Woolies also wants an adjacent 399sqm Dan Murphy’s there and is currently gathering support with surveys going out to nearby mailboxes last week. 

The survey questions indicate the liquor store will be well integrated with the supermarket, asking respondents if they’d find it convenient to be able to do their grocery and liquor run as part of “one-stop, single trolley shopping”.

The survey says Murphy will bring “a curated range handpicked with the local customer in mind”.

Gangemi’s Fine Wines and Food, established in 1911, feels they already offer that at their store about 100m away, and they’ve got support from local community group West Perth Local, which supports the supermarket but not a competing grog shop.  

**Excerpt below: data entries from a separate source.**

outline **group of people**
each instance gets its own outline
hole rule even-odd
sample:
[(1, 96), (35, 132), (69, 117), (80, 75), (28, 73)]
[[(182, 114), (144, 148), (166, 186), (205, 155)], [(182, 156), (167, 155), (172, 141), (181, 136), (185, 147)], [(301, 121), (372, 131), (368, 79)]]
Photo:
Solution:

West Perth Local chair Steve Wellard says the group is working with the developer on the overall site concept. 

“We totally understand Woolworths intend to have a liquor distributor incorporated into that site. Our only request is that whatever liquor offering is finally included does not compete directly with our great, locally owned, fine wine distributors, namely Gangemi’s but also Liquor Barons near Gordon Street.

“Our preference is for a smaller scale ‘budget-booze’ BWS be included on the site instead of the Dan Murphy’s as described in the survey document.”

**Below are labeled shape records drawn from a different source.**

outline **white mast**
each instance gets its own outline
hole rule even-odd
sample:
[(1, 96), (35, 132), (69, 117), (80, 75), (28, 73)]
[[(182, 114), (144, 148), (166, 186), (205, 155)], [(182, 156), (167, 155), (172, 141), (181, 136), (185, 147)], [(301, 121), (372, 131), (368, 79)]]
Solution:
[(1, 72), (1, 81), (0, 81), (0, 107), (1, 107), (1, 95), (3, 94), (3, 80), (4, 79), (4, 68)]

Gangemi’s owner Edward Johnson told us “I don’t want to tell a sob story that it’s going to kill my business – competition is fair enough, but I just don’t see a need for it in the area.

“It will be a huge dent in trade. I would have to seriously consider my business model and range.”

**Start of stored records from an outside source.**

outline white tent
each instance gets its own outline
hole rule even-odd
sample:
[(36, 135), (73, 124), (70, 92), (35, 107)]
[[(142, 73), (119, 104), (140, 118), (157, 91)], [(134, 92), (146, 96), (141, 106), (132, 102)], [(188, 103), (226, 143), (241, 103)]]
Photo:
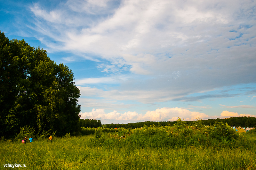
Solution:
[(251, 129), (250, 129), (250, 128), (246, 128), (246, 129), (245, 129), (245, 131), (247, 130), (250, 131), (250, 130), (251, 130)]

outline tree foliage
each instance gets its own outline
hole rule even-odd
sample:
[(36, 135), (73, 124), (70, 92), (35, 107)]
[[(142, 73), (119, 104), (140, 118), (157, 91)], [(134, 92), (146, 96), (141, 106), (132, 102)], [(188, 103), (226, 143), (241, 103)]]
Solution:
[(38, 134), (77, 130), (80, 94), (74, 79), (46, 50), (10, 41), (0, 31), (0, 136), (11, 137), (27, 125)]

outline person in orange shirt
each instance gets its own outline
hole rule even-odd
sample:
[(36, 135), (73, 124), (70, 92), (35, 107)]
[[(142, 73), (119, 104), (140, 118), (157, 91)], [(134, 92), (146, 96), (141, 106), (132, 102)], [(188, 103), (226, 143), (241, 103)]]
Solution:
[(50, 135), (50, 137), (49, 137), (49, 140), (48, 140), (49, 141), (49, 143), (50, 142), (52, 142), (52, 136)]

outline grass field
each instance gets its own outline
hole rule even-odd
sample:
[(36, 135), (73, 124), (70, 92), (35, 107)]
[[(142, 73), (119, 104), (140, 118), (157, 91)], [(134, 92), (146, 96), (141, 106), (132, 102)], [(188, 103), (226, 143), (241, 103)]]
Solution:
[(52, 143), (2, 141), (0, 169), (16, 163), (27, 165), (17, 169), (256, 169), (255, 133), (232, 131), (235, 140), (217, 140), (207, 131), (215, 129), (180, 128), (95, 129), (94, 135), (55, 138)]

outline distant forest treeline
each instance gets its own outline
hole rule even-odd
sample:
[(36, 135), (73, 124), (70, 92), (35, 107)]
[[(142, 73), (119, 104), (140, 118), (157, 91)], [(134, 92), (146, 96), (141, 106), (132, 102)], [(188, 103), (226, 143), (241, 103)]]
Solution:
[[(231, 126), (236, 126), (238, 128), (239, 126), (242, 127), (252, 127), (256, 126), (256, 118), (254, 117), (231, 117), (228, 118), (216, 119), (210, 119), (207, 120), (202, 120), (203, 124), (205, 125), (212, 125), (216, 122), (222, 122), (224, 123), (228, 123)], [(186, 122), (189, 125), (192, 125), (194, 123), (194, 121), (186, 121)], [(154, 125), (157, 126), (159, 125), (161, 126), (165, 126), (170, 125), (173, 125), (176, 123), (176, 121), (173, 122), (150, 122), (147, 121), (144, 122), (139, 122), (134, 123), (128, 123), (127, 124), (111, 123), (102, 125), (102, 126), (105, 128), (136, 128), (142, 127), (144, 125), (148, 126)]]
[(80, 119), (78, 122), (78, 125), (80, 128), (97, 128), (101, 126), (101, 122), (100, 120), (98, 121), (95, 119)]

Mr Johnson says an influx of cheap booze could lead to more street drinking and alcohol related problems. 

“I took over this store nine years ago… I put a minimum floor price on. We don’t sell any wine that’s cheaper than $10 a bottle… all of our spirits are priced $45 upwards”. There’s good evidence from many studies that a floor price has reduced alcohol-related harms in areas it’s been introduced.

Mr Johnson says he’s further able to weed out problem drinkers by having a one-strike policy and they have the local knowledge to enforce it.

“We know everyone in the area. We have a one strike policy, that if anyone causes trouble or drinks in the street they’re cut off immediately, because it’s a bad look for us as a business.”

He also believes there’s problems with having a liquor store and supermarket so closely integrated, as he says it “normalises alcohol shopping as part of grocery shopping”.

The McCusker Centre for Action on Alcohol and Youth also holds concerns about the growth of liquor stores attached to grocery stores and booze making its way into supermarket catalogues onto receipts. The centre wrote to the WA parliament’s Education and Health Standing Committee in 2018 saying “alcohol is not an ordinary commodity like bread and milk, and the harmful use of alcohol comes at an enormous cost to society. We have concerns that the close association of liquor stores with supermarkets may contribute to the normalisation of alcohol in our community.”